Alfonso XI se giró hacia Cristóbal, su mirada mostró la ira que las palabras habían provocado. Golpeó la mesa y caminó hasta la cama, dónde reposaba la corona y el de Frías supo que pensaba. Aquella joya representaba lo mejor y lo peor. Por aquel trozo de metal se había asesinado, traicionado y vendido a hermanos. Pero aquellos que la poseían habían logrado sobreponerse a todos, y Alfonso era de ellos. El pueblo le llamaba el Justiciero, pero Cristóbal sabía que la única justicia ejercida por el monarca había sido la encaminada a vengarse de sus enemigos. Y la gran mayoría de ellos fueron de su propia sangre. El cruel hubiera sido llamado si en su lucha por la corona hubiera sido derrotado.
Pero había vencido, y se alzaba con un trono rojo de sangre que ahora debía proteger para su retoño. Pues todos, incluido Alfonso, creían que la reina daría a luz un varón. Pero el rey sabía que la lucha por esa corona enfrentaría a sus propios hijos, pues eran muchos los ilegítimos que aspiraban alzarse con la corona.

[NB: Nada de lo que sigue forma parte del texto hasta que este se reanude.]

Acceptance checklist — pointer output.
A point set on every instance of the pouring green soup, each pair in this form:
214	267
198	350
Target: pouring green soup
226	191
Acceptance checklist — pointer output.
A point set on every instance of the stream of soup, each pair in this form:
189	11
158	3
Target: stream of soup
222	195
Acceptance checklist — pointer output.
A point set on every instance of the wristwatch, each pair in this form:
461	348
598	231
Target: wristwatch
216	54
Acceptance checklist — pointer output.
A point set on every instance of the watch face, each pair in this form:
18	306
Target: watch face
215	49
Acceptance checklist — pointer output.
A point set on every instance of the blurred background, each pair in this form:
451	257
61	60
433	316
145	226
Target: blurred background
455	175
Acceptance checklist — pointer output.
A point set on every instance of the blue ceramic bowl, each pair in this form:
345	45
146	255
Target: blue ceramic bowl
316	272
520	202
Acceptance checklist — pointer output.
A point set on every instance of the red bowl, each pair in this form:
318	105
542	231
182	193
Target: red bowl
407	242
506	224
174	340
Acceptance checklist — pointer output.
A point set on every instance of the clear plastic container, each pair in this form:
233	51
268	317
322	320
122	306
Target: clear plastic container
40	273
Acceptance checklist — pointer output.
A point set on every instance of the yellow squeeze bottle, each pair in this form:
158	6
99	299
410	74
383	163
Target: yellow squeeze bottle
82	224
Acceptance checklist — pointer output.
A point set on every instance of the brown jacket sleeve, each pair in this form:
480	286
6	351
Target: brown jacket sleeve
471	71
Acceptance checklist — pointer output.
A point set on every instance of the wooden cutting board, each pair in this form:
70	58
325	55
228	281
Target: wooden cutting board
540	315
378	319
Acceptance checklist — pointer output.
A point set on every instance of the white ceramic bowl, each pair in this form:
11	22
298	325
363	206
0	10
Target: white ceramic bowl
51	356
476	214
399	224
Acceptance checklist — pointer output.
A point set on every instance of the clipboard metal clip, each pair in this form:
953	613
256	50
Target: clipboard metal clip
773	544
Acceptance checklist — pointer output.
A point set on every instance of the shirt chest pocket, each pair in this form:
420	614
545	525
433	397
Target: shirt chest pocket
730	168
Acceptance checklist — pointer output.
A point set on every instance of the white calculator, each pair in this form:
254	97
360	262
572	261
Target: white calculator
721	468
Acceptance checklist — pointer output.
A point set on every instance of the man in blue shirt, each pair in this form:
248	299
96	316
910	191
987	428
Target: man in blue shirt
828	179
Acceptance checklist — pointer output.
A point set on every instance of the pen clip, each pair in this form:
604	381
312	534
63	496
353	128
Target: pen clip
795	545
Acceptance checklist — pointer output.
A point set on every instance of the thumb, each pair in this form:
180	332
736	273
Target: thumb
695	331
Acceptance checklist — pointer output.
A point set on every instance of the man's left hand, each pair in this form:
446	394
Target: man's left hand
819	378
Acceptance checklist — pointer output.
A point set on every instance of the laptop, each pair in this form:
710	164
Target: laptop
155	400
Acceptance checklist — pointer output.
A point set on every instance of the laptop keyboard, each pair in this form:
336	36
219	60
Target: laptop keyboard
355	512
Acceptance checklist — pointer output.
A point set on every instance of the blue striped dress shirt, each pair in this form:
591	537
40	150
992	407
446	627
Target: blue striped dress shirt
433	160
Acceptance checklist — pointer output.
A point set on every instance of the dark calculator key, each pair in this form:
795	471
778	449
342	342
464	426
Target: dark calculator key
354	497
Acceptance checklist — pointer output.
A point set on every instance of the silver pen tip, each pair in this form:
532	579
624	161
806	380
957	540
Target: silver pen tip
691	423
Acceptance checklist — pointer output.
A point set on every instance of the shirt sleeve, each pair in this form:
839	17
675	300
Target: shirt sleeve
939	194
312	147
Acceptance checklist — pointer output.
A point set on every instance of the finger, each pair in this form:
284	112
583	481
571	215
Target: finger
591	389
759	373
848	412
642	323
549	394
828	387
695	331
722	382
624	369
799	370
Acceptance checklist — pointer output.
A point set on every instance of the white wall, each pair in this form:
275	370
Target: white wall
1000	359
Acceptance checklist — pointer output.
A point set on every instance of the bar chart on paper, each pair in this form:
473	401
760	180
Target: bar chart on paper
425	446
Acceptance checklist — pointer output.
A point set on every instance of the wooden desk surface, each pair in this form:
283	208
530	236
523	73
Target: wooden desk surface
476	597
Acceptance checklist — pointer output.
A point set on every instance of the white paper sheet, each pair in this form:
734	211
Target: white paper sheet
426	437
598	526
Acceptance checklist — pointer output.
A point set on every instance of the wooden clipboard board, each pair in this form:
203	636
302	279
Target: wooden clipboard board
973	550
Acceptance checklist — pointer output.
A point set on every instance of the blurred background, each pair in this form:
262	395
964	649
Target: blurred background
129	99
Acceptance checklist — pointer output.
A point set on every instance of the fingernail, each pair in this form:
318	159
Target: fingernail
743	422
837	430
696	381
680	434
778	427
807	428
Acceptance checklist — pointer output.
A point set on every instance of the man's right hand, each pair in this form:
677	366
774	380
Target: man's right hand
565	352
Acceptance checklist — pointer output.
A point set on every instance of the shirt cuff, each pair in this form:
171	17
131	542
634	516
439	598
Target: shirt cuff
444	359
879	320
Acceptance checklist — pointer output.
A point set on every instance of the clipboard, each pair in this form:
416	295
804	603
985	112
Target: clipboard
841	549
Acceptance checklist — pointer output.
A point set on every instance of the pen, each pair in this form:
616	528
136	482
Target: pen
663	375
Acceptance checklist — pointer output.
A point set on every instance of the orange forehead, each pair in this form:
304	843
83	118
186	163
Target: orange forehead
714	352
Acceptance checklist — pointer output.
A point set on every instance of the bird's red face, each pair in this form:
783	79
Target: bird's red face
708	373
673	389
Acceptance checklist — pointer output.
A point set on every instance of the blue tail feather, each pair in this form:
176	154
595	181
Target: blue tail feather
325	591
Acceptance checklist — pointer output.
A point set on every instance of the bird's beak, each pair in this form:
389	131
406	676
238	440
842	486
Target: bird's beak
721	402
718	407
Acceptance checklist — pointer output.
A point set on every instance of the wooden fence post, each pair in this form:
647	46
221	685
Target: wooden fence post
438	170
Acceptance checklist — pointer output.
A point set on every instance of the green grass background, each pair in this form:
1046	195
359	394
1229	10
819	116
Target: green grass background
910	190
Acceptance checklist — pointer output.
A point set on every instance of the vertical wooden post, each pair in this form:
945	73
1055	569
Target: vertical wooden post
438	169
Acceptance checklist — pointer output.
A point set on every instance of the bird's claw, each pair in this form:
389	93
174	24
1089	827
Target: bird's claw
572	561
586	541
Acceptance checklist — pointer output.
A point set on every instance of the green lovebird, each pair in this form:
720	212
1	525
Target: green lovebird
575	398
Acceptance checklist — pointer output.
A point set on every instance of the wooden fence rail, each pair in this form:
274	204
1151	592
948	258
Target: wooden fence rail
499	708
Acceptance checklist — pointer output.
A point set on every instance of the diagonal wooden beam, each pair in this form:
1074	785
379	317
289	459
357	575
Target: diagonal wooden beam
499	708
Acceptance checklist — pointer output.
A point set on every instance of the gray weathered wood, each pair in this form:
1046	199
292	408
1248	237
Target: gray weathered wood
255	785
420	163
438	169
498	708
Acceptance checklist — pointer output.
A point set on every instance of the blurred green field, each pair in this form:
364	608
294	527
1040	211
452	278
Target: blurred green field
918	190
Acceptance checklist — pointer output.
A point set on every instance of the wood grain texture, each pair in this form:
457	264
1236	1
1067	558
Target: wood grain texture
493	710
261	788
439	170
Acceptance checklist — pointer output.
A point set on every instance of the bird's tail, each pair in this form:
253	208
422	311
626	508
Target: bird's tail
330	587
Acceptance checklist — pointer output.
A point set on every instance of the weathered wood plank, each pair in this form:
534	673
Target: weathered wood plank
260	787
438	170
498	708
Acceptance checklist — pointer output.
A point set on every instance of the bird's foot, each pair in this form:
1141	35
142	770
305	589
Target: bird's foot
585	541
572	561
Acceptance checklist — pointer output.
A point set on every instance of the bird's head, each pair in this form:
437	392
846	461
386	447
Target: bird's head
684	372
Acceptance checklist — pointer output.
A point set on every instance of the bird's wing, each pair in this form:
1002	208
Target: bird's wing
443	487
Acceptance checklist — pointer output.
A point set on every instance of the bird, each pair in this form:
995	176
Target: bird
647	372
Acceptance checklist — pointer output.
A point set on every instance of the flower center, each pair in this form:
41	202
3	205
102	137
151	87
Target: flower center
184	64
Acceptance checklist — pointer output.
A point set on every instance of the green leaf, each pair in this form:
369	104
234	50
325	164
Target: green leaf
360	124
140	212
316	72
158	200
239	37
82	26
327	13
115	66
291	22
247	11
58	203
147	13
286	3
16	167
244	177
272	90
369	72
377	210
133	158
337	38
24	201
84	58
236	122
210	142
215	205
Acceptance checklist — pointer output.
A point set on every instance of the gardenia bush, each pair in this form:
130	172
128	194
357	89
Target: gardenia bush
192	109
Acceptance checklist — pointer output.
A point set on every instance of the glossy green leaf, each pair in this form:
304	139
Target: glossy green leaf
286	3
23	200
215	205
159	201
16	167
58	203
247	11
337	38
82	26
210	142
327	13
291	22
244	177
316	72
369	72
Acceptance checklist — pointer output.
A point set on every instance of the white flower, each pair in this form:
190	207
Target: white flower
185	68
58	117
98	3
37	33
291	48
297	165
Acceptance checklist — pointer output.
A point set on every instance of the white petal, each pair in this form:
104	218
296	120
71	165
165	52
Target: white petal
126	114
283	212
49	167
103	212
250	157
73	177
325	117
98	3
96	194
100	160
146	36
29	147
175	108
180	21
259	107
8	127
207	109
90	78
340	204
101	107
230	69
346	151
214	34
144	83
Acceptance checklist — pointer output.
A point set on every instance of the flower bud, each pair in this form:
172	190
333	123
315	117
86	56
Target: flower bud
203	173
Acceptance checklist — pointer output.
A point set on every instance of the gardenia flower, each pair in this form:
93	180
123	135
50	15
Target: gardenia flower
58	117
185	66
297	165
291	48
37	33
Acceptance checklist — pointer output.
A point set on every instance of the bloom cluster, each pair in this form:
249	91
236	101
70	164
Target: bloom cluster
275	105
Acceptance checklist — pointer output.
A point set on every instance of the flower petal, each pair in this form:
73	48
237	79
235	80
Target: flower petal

-Mi señor- Cristóbal le sacó de sus pensamientos-. Debéis cuidaros de los Guzmán. Vuestro tío mostró su repulsa a atentar contra el niño, pero otros anteponen el linaje a la corona.
-Leonor no se enfrentará a mí.
-Leonor, señor, ya se enfrenta a usted. Es una serpiente en un nido de golondrinas. Ella será fin de tu linaje.
El rey se negó a seguir escuchando y ordenó a Cristóbal, con leves movimientos de mano, que debía marchar.